What I learned from two weeks at the Great Basin Cache
By Erik Apland, Field Operations Specialist (Acting), Wildland Fire Lessons Learned Center
I recently mobilized to a 14-day assignment that was completely outside of my previous experience—working for the Great Basin Support Cache in Boise, Idaho. The Great Basin Cache (GBK is its identifier) is part of a national system of caches that support incidents within their geographic areas, and also support each other—i.e. help restock other caches when one Geographic Area has a lot more fire than another. It’s from these caches that incident management teams get yurts, gated wyes, folding tables, and general message forms. Accessed by several roll-up bay doors, aisle after aisle in the large warehouse stock the supplies that are ubiquitous on fires across the country.
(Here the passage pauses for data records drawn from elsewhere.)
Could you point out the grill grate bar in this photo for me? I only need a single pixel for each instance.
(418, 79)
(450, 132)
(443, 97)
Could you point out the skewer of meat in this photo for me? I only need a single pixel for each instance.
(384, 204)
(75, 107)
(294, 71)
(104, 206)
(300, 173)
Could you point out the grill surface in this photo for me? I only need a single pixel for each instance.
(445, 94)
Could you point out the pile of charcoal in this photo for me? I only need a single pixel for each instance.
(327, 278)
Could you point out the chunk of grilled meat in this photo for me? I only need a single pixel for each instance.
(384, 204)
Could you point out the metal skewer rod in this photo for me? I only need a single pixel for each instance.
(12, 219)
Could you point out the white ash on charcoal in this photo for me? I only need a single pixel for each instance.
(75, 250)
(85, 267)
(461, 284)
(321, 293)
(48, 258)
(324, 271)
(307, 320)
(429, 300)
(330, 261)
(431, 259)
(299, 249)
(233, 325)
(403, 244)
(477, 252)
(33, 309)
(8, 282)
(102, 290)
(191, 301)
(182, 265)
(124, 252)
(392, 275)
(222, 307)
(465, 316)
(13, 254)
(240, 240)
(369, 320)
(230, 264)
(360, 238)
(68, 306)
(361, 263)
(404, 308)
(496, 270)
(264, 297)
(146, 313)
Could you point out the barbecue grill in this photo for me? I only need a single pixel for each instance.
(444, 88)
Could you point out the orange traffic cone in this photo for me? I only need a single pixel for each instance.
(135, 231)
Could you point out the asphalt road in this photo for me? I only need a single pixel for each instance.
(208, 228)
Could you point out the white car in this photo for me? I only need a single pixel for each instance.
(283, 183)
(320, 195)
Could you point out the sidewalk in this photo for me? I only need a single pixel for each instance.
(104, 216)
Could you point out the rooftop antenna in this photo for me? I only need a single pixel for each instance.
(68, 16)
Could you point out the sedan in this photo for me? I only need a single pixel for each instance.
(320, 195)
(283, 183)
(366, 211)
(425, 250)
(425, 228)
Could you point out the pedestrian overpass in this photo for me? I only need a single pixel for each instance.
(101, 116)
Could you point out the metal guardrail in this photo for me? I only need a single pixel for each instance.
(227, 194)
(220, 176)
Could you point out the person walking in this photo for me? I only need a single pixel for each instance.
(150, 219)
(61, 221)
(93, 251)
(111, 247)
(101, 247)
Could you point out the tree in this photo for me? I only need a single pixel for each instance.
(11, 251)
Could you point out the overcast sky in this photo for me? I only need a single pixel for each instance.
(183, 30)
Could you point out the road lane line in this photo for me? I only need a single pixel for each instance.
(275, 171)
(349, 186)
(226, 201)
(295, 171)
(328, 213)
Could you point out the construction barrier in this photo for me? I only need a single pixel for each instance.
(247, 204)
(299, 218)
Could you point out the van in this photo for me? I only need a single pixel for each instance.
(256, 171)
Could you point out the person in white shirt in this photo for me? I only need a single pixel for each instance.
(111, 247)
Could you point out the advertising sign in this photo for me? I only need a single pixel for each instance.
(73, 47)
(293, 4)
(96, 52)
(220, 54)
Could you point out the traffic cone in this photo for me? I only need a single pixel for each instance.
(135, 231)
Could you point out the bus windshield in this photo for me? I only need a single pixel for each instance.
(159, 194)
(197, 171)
GBK is located on the campus of the National Interagency Fire Center (NIFC), a compound that houses a who’s who of organizations in the fire world, including the National Interagency Coordination Center (NICC), high-ranking fire officials of all federal land management agencies, and much more. Next door to GBK is the National Interagency Incident Communications Division, with its national radio cache. The radio cache maintains, programs, and stores what is perhaps the largest civilian radio inventory in the U.S.—hundreds of repeaters and 11,000 handheld radios (along with other accessories and equipment).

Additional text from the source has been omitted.